In its bankruptcy filing Lehman said Citigroup, Bank of New
York Mellon (BK.N), Japan's Aozora Bank (8304.T) and Mizuho
Financial Group (8411.T) were among its top unsecured creditors.
LINE IN SAND
Lehman employees streaming into its European headquarters in
London's Canary Wharf financial district were met by television
cameras, a scrum of reporters and a beefed-up security team.
"I guess times are tough and we've got to face the music ...
Everyone is worried about their job, it's inevitable," said one
banker entering the building, adding a company-wide meeting had
been set for Monday morning.
Other employees said staff were clearing desks, packing
personal belongings and saying farewells to colleagues.
The New York Times also reported that AIG, once the world's
largest insurer, had made an approach to the Federal Reserve
seeking $40 billion in short-term financing.
Late on Sunday, authorities sought to prop up market
confidence with announcements from regulators including the Fed
and the U.S. Securities and Exchange Commission.
The Fed said it would begin accepting equities as collateral
for emergency loans, and laid out a series of steps to calm
markets and brace for the collapse of Lehman.
In addition to broadening the collateral it will accept from
investment banks for direct Fed loans, it said it would increase
the amount of Treasury securities it auctions on a regular basis
under one of its lending programs.
One of the catalysts for this weekend's events was the
stance of U.S. Treasury Secretary Henry Paulson, who opposed
using government money to resolve the Lehman crisis.
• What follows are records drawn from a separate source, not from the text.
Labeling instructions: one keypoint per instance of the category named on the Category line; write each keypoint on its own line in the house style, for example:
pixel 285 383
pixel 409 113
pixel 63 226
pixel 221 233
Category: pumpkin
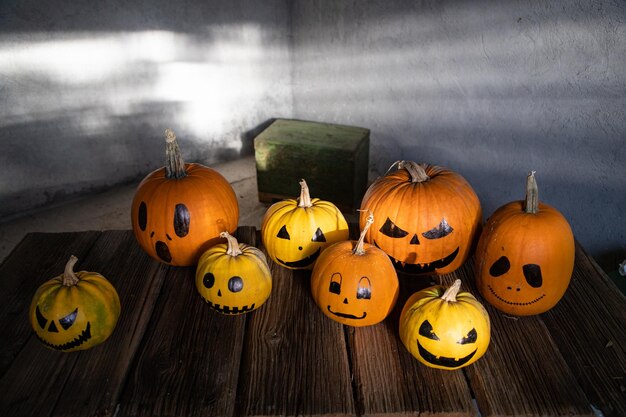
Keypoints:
pixel 525 256
pixel 232 277
pixel 179 211
pixel 355 283
pixel 294 233
pixel 445 328
pixel 74 311
pixel 427 218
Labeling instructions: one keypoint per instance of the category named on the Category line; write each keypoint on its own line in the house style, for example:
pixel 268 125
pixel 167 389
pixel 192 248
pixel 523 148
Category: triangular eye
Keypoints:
pixel 318 236
pixel 391 230
pixel 283 233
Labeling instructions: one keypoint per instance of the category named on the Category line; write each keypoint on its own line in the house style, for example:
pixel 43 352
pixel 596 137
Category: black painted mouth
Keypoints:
pixel 424 268
pixel 302 263
pixel 513 303
pixel 79 340
pixel 443 360
pixel 163 251
pixel 346 315
pixel 229 310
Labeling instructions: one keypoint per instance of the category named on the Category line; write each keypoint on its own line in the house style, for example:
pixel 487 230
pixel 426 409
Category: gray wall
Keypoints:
pixel 88 87
pixel 490 89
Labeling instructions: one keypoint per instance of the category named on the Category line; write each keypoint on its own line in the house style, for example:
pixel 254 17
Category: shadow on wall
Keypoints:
pixel 87 90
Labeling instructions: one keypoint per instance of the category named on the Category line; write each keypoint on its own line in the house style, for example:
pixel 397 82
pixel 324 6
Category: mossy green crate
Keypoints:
pixel 333 159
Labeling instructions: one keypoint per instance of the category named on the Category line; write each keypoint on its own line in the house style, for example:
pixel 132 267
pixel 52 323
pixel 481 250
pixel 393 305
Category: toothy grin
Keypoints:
pixel 79 340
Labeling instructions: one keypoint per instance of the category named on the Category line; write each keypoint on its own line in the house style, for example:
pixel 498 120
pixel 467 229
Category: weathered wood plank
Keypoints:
pixel 522 373
pixel 295 359
pixel 589 327
pixel 36 259
pixel 189 361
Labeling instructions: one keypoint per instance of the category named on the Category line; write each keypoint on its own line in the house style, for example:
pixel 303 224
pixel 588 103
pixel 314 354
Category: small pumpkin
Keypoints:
pixel 74 311
pixel 525 255
pixel 427 218
pixel 445 328
pixel 233 278
pixel 178 211
pixel 355 283
pixel 295 233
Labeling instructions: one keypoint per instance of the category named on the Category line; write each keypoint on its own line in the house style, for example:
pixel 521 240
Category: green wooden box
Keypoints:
pixel 333 159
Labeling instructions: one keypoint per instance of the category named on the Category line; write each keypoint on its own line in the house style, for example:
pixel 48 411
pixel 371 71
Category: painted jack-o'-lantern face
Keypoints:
pixel 296 232
pixel 74 311
pixel 427 218
pixel 445 330
pixel 233 278
pixel 179 211
pixel 525 256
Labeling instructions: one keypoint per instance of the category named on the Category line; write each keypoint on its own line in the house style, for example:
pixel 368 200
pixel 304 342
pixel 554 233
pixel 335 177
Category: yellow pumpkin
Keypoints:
pixel 233 278
pixel 74 311
pixel 355 283
pixel 294 232
pixel 444 328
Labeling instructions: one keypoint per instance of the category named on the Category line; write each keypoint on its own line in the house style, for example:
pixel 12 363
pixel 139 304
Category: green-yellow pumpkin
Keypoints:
pixel 233 278
pixel 74 311
pixel 294 232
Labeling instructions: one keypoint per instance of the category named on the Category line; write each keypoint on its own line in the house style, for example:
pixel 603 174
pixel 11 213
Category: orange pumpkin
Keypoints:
pixel 525 256
pixel 179 211
pixel 427 218
pixel 355 283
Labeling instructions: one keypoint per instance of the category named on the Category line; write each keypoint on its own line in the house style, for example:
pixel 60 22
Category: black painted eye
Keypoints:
pixel 319 236
pixel 391 230
pixel 283 234
pixel 443 229
pixel 67 321
pixel 335 283
pixel 235 284
pixel 208 280
pixel 470 338
pixel 181 220
pixel 500 267
pixel 364 290
pixel 41 320
pixel 532 273
pixel 426 330
pixel 142 216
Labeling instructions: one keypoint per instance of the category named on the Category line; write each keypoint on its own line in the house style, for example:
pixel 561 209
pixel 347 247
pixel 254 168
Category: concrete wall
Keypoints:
pixel 87 88
pixel 489 89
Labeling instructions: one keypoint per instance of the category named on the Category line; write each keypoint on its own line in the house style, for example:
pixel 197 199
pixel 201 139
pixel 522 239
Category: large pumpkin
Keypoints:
pixel 427 218
pixel 294 232
pixel 180 210
pixel 233 278
pixel 355 283
pixel 525 256
pixel 74 311
pixel 444 328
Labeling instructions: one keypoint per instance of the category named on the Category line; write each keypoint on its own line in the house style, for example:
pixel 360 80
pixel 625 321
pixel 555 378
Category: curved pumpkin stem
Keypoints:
pixel 69 277
pixel 305 197
pixel 531 205
pixel 358 249
pixel 174 164
pixel 416 171
pixel 451 292
pixel 233 245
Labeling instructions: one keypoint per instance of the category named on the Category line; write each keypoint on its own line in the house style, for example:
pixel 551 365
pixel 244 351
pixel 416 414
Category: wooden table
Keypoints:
pixel 170 355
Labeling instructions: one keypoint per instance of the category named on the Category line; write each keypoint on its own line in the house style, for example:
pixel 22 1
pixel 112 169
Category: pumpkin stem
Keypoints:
pixel 416 171
pixel 305 197
pixel 233 245
pixel 174 164
pixel 532 194
pixel 451 292
pixel 358 249
pixel 69 277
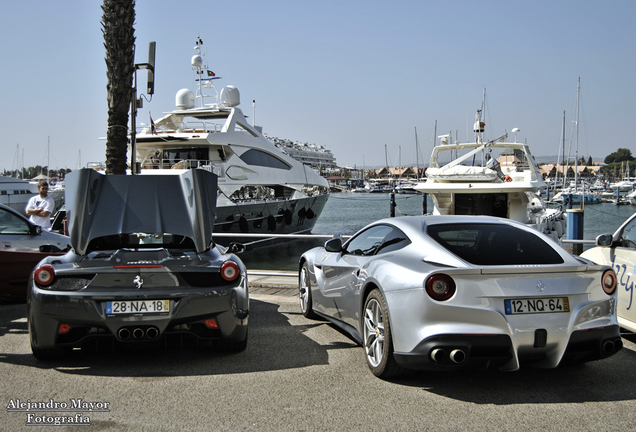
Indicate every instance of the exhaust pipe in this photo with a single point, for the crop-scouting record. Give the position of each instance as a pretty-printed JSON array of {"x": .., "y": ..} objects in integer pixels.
[
  {"x": 458, "y": 356},
  {"x": 152, "y": 332},
  {"x": 438, "y": 355}
]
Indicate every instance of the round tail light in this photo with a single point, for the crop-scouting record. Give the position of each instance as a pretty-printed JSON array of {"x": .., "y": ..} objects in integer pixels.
[
  {"x": 44, "y": 275},
  {"x": 608, "y": 282},
  {"x": 440, "y": 287},
  {"x": 230, "y": 270}
]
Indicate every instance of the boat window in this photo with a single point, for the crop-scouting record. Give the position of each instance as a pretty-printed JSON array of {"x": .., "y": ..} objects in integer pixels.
[
  {"x": 172, "y": 156},
  {"x": 260, "y": 158},
  {"x": 12, "y": 224},
  {"x": 482, "y": 204},
  {"x": 494, "y": 244}
]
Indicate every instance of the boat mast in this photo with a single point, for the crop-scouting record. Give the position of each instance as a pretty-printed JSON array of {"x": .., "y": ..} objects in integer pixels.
[
  {"x": 417, "y": 157},
  {"x": 562, "y": 153},
  {"x": 576, "y": 153}
]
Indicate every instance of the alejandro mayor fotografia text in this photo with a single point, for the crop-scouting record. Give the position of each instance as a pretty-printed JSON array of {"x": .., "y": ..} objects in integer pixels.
[{"x": 36, "y": 411}]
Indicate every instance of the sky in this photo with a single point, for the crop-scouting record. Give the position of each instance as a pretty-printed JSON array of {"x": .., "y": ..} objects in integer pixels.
[{"x": 359, "y": 77}]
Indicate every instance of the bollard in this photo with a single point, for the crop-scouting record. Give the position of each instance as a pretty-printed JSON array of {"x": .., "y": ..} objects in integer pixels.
[
  {"x": 392, "y": 204},
  {"x": 574, "y": 230}
]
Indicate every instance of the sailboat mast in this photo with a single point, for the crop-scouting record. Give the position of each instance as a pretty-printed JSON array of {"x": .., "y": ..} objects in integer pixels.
[
  {"x": 562, "y": 150},
  {"x": 576, "y": 160},
  {"x": 417, "y": 156}
]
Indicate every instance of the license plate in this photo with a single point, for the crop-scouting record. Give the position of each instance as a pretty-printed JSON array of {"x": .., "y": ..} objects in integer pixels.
[
  {"x": 537, "y": 305},
  {"x": 137, "y": 307}
]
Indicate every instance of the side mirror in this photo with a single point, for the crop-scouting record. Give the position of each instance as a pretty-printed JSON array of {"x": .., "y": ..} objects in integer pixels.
[
  {"x": 333, "y": 245},
  {"x": 236, "y": 248},
  {"x": 604, "y": 240}
]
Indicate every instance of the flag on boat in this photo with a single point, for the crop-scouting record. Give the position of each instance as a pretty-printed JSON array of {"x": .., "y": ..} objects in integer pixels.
[{"x": 152, "y": 125}]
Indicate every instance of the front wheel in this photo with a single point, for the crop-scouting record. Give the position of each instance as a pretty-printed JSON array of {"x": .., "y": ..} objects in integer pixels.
[
  {"x": 377, "y": 339},
  {"x": 304, "y": 288}
]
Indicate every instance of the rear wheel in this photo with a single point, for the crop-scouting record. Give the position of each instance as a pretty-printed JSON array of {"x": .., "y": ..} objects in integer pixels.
[
  {"x": 304, "y": 287},
  {"x": 377, "y": 339}
]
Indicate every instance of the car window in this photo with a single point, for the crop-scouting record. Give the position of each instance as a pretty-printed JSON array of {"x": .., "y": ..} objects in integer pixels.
[
  {"x": 628, "y": 235},
  {"x": 368, "y": 241},
  {"x": 394, "y": 240},
  {"x": 494, "y": 244},
  {"x": 140, "y": 241},
  {"x": 12, "y": 224}
]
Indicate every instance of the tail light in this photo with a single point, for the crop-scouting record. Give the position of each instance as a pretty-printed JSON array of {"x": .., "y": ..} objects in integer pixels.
[
  {"x": 440, "y": 287},
  {"x": 44, "y": 275},
  {"x": 608, "y": 281},
  {"x": 211, "y": 323},
  {"x": 230, "y": 270}
]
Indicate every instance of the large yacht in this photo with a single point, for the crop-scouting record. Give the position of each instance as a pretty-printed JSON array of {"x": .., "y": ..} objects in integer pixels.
[
  {"x": 261, "y": 190},
  {"x": 495, "y": 178}
]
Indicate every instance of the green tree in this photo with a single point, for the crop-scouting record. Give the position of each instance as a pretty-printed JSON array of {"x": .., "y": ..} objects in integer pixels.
[
  {"x": 622, "y": 154},
  {"x": 119, "y": 41}
]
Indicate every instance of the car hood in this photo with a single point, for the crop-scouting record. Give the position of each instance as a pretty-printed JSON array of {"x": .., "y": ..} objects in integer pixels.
[{"x": 100, "y": 205}]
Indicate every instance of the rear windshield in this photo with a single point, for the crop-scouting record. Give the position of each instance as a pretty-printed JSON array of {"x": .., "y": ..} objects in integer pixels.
[
  {"x": 494, "y": 244},
  {"x": 141, "y": 240}
]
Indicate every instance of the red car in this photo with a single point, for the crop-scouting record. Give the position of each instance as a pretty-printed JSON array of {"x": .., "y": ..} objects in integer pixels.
[{"x": 23, "y": 246}]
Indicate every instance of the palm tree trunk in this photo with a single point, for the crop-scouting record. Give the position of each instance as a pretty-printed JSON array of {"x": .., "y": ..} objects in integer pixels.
[{"x": 119, "y": 41}]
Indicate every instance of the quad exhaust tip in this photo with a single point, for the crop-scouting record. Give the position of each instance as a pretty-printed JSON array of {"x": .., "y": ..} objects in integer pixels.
[
  {"x": 439, "y": 355},
  {"x": 138, "y": 333}
]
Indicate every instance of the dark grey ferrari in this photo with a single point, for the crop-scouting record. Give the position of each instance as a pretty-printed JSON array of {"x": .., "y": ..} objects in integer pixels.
[{"x": 143, "y": 268}]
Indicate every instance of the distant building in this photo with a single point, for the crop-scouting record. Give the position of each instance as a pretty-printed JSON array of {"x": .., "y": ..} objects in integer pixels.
[
  {"x": 316, "y": 156},
  {"x": 398, "y": 172}
]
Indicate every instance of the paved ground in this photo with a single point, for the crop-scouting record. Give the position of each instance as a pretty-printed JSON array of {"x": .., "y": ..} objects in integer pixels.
[{"x": 269, "y": 282}]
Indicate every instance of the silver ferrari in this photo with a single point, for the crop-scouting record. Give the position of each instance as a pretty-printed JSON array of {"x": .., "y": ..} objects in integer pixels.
[{"x": 446, "y": 292}]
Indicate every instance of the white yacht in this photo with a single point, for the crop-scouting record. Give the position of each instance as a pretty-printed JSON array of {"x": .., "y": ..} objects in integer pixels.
[
  {"x": 495, "y": 178},
  {"x": 261, "y": 189}
]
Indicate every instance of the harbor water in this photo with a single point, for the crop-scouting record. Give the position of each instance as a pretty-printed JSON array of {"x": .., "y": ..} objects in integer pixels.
[{"x": 345, "y": 213}]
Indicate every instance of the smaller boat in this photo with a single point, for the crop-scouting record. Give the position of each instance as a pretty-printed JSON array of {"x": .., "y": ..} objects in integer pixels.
[{"x": 493, "y": 178}]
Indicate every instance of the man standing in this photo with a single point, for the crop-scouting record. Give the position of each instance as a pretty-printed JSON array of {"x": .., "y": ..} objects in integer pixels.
[{"x": 41, "y": 206}]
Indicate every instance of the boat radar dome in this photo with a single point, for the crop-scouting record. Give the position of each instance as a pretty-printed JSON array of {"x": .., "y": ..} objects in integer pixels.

So far this year, the government has sponsored rescues of
Bear Stearns and mortgage lenders Freddie Mac FRE.N and Fannie
Mae FNM.N, and the authorities did not want to be accused of
encouraging excessive risk-taking by bailing out another yet
another investment bank.
But they also could not afford to let a blow-up of Lehman
paralyze the financial system and deepen the credit crisis.
The SEC will take action against abusive short-selling,
according to a source briefed on the matter. In late July and
early August, major financial shares were protected by an
emergency rule that expired on Aug. 12.